The Senior Clinical Data Research Engineer will be an individual contributor in the Medical Affairs department. The role will encompass data analysis and curation from multiple large clinical datasets to inform internal reports, external presentations, manuscripts, and publications, and to inform future clinical trial design.
This is a remote role.
Responsibilities:
Interpret clinical case reports and develop an understanding of clinical science of immune-mediated conditions, including sepsis, to inform study design and content of case report forms
Support the design, interpretation, reporting, and publication of clinical studies, including detailed participation in clinical endpoint design and process, supporting EDC builds, and study execution.

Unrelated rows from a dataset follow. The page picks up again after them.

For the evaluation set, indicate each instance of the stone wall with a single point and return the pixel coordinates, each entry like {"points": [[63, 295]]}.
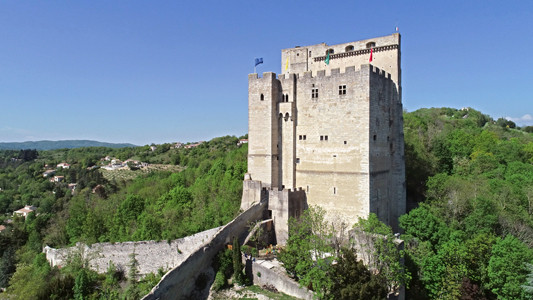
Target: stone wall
{"points": [[270, 273], [151, 255], [181, 282]]}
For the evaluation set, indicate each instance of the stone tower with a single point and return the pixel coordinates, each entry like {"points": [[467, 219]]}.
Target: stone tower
{"points": [[329, 132]]}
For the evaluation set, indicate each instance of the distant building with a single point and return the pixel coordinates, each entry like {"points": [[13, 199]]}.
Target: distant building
{"points": [[72, 186], [25, 211]]}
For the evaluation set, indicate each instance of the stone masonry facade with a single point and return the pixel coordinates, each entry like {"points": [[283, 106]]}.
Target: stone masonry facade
{"points": [[329, 134]]}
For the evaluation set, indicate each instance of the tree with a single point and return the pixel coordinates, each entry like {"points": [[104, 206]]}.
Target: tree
{"points": [[384, 254], [507, 270], [237, 262], [81, 285], [308, 254]]}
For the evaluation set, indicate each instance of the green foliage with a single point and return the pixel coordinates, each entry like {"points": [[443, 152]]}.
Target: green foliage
{"points": [[307, 255], [384, 255], [474, 177]]}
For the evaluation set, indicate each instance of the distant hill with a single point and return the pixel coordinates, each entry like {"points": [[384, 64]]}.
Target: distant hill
{"points": [[50, 145]]}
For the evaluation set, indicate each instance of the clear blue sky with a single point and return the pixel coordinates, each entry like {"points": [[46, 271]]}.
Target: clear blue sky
{"points": [[163, 71]]}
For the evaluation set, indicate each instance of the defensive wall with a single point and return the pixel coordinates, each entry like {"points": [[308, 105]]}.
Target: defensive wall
{"points": [[181, 282], [270, 273], [282, 204], [151, 255]]}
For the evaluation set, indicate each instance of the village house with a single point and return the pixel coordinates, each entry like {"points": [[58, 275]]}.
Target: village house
{"points": [[48, 173], [25, 211], [57, 179], [63, 165]]}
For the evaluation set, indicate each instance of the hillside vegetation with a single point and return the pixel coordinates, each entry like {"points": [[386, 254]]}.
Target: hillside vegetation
{"points": [[65, 144], [468, 235]]}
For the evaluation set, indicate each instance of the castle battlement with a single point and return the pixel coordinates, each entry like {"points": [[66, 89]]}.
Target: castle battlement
{"points": [[329, 134], [333, 72]]}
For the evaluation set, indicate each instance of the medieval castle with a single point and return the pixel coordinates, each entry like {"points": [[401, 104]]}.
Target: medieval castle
{"points": [[328, 131]]}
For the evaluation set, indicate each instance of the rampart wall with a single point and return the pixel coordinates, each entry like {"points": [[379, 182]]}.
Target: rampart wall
{"points": [[179, 283], [151, 255]]}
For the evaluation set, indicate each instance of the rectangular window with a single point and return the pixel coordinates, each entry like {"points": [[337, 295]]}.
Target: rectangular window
{"points": [[342, 89], [314, 93]]}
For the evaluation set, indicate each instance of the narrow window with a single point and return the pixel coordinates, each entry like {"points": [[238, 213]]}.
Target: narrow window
{"points": [[314, 93], [342, 89]]}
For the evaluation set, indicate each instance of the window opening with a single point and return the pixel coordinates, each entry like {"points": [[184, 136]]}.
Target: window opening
{"points": [[342, 89]]}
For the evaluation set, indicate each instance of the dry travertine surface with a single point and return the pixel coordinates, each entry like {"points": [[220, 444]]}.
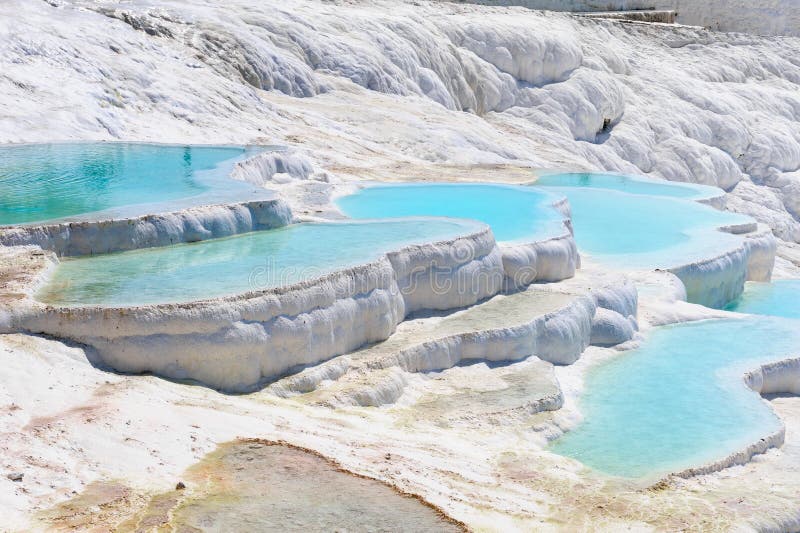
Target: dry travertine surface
{"points": [[414, 90], [67, 425]]}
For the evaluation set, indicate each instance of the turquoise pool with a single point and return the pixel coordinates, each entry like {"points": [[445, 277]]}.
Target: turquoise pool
{"points": [[680, 400], [234, 265], [514, 213], [640, 223], [779, 298], [47, 182]]}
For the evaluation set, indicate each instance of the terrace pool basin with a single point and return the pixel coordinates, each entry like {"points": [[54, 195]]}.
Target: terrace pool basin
{"points": [[82, 181], [514, 213], [238, 264], [629, 184], [680, 400], [779, 298]]}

Perform data analysis and develop data-driven models for disease and outcome trends, value proposition, and assay clinical utility
Support quality improvement activities for customers by building systems and tools for post-implementation data analysis
Utilize data to track the performance and effectiveness of the IntelliSep solution in improving clinical outcomes, operational efficiency, and financial performance, and provide insights into customer-related metrics and the potential impact on patient outcomes and hospital reimbursement
Collaborate with cross-functional teams to gather data and gain insights into current-state workflows and performance related to sepsis management and clinical workflows within the emergency department
Appropriately apply visualization best practices and data storytelling techniques and deliver a clear and concise presentation of findings tailored to the audience
Develop documentation and methodologies for analyses and deliverables
Develop statistical models using clinical and biological data to inform clinical trial design
Write statistical analysis plans, including statistical methodology and programming procedure
Contribute analysis and graphs to educational and marketing materials, company reports, and scientific publications
Qualifications:
Bachelor’s degree required in biomedical engineering, bioengineering, or a related field; Master's or PhD preferred, particularly in a quantitative or life sciences discipline
5+ years of medical device related experience working with clinical data and complex diseases
Proficiency in coding for data analysis using Python, including data science packages and tools (pandas, numpy, matplotlib, scikit-learn) required. Experience with SQL and relational databases required. Familiarity with AI/ML tools and large language model (LLM) applications a plus
Strong analytical skills with the ability to interpret and present data effectively
Experience with designing research studies and interpreting data
Knowledge of statistics at the level needed for scientific publications (t-tests, survival analysis, regressions, etc.) is required; a deep background in statistics is a plus
A strong desire to work in a small, fast-paced environment of a late-stage startup
Candidate must be able to function as an individual contributor with minimal direct oversight
A passion for understanding complex issues with a data-driven approach, experimenting, and iterating on different ways to solve a problem.